給与所得控除は113万円、社会保険料控除(概算15%)が52.5万円、基礎控除(住民税用)が43万円適用されます。この年収帯では所得税率は5%〜10%の境界付近にあり、住民税(10%)の方が所得税より高い場合が多いです。つまり、年収350万円前後では住民税が最大の税負担項目となります。住民税は6月に税額が確定し、6月〜翌年5月の12回に分けて特別徴収されます。
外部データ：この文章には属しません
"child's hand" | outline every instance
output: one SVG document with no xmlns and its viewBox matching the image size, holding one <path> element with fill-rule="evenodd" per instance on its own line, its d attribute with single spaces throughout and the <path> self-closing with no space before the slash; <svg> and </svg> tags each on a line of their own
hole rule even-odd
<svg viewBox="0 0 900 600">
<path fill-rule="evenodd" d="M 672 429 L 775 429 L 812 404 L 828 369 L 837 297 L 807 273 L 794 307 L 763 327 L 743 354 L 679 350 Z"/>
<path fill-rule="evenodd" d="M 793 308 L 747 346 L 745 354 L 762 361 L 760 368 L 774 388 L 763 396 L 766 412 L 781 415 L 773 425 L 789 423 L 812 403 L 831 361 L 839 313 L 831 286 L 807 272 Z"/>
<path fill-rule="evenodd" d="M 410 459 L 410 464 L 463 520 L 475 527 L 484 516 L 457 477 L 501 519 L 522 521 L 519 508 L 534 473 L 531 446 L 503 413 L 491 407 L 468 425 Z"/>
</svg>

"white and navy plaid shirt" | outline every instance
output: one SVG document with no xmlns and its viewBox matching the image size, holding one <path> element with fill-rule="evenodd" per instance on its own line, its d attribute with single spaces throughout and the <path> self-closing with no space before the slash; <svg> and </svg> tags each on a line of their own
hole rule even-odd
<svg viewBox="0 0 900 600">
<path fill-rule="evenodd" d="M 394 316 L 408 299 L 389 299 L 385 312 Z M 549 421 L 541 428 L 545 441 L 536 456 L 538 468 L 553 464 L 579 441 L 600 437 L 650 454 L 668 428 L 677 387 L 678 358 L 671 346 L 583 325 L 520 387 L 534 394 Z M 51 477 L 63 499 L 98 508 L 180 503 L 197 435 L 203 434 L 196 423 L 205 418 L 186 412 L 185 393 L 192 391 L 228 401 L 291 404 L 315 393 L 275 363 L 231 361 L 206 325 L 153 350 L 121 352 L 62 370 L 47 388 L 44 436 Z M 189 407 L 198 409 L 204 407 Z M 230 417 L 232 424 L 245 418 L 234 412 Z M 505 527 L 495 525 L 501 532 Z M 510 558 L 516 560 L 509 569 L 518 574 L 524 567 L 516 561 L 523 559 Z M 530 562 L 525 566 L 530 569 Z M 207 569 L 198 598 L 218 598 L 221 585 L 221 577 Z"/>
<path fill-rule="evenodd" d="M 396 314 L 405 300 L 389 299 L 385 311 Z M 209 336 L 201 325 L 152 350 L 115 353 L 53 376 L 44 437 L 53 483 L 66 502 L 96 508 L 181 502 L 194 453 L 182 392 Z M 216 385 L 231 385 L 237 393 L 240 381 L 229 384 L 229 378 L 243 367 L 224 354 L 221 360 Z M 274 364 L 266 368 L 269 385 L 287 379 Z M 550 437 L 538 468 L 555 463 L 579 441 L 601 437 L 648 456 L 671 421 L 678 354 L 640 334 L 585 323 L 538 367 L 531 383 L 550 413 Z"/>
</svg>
ふるさと納税の控除上限は約30,300円で、年間を通じて3〜5件の寄付が可能です。お米や肉、海産物など日常の食材を返礼品に選ぶ方が多い年収帯です。iDeCoは月1万円の拠出で住民税が年間1.2万円軽減され、将来の年金資産も積み上がります。配偶者がいる場合は配偶者控除(住民税33万円)が適用でき、住民税が年間3.3万円軽減されます。住宅購入を検討している方も多い年収帯ですが、住宅ローン控除は所得税から控除しきれない分が住民税からも控除される(上限あり)ため、住民税の軽減にも効果的です。年末調整で生命保険料控除や地震保険料控除の申告も忘れずに行いましょう。